3. Feature Engineering & Feature Selection
Transforming raw data into features that better represent the underlying problem can substantially improve model performance. Feature selection simplifies models, reduces overfitting and speeds up training.
3.1 Feature Engineering techniques
- Encoding categorical variables: One-Hot, Label Encoding, Ordinal Encoding, Target Encoding (careful with leakage)
- Scaling numeric features: StandardScaler, MinMaxScaler, RobustScaler
- Create interaction features: multiplication or concatenation of features
- Polynomial / basis expansions for non-linear models
- Time features: extract hour/day/month, cyclic encoding for time-of-day
- Text features: TF-IDF, embeddings
Python example: encoding and scaling
import pandas as pd
from sklearn.preprocessing import OneHotEncoder, StandardScaler
df = pd.DataFrame({
'Color': ['Red','Blue','Green','Blue'],
'Size': [10, 20, 30, 25]
})
# One-hot encode Color
ohe = OneHotEncoder(sparse_output=False)
encoded = ohe.fit_transform(df[['Color']])

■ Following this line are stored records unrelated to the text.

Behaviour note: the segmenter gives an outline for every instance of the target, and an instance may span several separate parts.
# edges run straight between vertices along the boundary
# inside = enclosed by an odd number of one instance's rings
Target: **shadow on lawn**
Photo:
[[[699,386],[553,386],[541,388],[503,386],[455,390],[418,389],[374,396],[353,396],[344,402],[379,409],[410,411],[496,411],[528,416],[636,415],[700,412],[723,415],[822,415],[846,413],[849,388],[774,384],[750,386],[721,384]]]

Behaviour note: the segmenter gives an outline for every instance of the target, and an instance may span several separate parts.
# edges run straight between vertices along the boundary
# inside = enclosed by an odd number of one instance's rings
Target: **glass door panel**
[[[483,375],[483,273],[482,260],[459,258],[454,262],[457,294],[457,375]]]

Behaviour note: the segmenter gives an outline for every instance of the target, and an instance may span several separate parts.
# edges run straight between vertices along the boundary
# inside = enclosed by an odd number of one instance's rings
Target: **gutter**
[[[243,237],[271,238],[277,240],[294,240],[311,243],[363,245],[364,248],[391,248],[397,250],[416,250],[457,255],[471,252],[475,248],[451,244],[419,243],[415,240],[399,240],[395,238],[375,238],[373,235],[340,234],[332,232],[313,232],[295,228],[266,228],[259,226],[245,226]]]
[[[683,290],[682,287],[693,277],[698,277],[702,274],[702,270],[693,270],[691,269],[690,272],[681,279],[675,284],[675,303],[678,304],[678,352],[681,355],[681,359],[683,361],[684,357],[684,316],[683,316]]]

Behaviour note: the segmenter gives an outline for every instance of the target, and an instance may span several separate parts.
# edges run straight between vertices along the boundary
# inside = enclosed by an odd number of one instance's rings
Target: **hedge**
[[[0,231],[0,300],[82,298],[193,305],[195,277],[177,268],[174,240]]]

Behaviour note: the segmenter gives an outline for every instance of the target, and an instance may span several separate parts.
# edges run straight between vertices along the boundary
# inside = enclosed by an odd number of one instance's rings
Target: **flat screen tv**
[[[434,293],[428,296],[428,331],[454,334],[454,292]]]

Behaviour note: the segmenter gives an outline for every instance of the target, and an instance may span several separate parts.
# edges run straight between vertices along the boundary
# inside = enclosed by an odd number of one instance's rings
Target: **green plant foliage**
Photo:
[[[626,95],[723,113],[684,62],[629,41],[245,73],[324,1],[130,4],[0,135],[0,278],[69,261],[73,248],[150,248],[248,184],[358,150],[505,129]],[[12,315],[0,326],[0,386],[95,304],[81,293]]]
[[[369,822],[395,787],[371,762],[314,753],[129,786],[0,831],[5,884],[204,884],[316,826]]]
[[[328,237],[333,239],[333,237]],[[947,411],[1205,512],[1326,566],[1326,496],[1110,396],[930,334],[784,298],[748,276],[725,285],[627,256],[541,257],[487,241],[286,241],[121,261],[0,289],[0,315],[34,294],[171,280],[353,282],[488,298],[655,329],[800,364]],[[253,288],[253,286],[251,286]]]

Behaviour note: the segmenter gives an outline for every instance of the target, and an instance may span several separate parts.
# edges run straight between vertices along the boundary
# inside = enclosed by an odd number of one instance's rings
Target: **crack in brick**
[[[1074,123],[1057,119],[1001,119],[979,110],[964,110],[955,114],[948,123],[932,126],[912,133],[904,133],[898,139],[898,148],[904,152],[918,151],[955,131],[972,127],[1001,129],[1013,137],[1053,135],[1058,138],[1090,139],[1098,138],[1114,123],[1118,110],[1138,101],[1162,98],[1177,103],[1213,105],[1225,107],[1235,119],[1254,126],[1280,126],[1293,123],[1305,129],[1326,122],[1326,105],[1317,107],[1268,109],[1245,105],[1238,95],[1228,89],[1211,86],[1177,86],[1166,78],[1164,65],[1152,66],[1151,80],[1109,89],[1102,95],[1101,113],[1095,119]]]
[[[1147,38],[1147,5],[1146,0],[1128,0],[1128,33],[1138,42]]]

encoded_df = pd.DataFrame(encoded, columns=ohe.get_feature_names_out(['Color']))
# Scale Size
scaler = StandardScaler()
scaled_size = scaler.fit_transform(df[['Size']])
print("Encoded:\n", encoded_df)
print("Scaled Size:\n", scaled_size)
3.2 Feature Selection techniques
Three broad families:
- Filter methods — independent of model (correlation threshold, chi-square, mutual information)
- Wrapper methods — use a model to evaluate subsets (RFE)
- Embedded methods — selection occurs during model training (Lasso, tree-based importance)
Python example: Recursive Feature Elimination (RFE)
from sklearn.feature_selection import RFE
from sklearn.linear_model import LogisticRegression
model = LogisticRegression(max_iter=500)
rfe = RFE(model, n_features_to_select=5)
rfe.fit(X, y) # X,y from your dataset
print("Selected features mask:", rfe.support_)
print("Feature ranking:", rfe.ranking_)
Notes on feature selection
- Always perform selection inside cross-validation to avoid selection bias
- Tree-based models give good feature importance estimates (but can be biased for high-cardinality categorical features)
- L1 regularization (Lasso) can zero out features — useful for high-dimensional sparse data
- Start with domain-aware feature engineering (dates, aggregations, group stats)
- Apply simple filters (remove constant or near-constant features)
- Use embedded or wrapper methods inside CV to refine selected features
4. Summary Table
| Technique | Type | Metrics Used | Key Advantages / Typical Uses |
|---|---|---|---|
| Bagging | Ensemble | Accuracy, RMSE, R² | Reduces variance; use with high-variance base learners (e.g., trees) |
| Boosting (AdaBoost, GBM, XGBoost) | Ensemble | Accuracy, F1-score, AUC | Reduces bias; very powerful for tabular data; careful tuning required |
| Random Forest | Ensemble | Accuracy, Feature Importance | Robust, handles large feature sets, built-in importance |
| Support Vector Machine (SVM) | Classifier / Regressor | Accuracy, Precision/Recall, F1, AUC | Effective in high-dimensional spaces; kernel trick handles non-linearities |
| Feature Engineering | Preprocessing | Depends on downstream model metrics | Transforms raw data into predictive signals; essential step in pipelines |
| Feature Selection (RFE, Lasso, tree-based) | Preprocessing/Embedded | Model performance metrics (AUC, R², RMSE) | Reduces dimensionality, improves generalization and speed |
5. Final notes & best practices
- Always start with a simple baseline model (e.g., logistic regression / small tree) before moving to complex ensembles.
- Carefully split data into train / validation / test; use cross-validation for robust estimates.
- Scale features when required (SVM, KNN, linear models with regularization).
- Be mindful of data leakage — never use target information when creating features for train/test splits.
- Use feature importance and model-agnostic explainability tools (SHAP, LIME) to interpret ensemble models.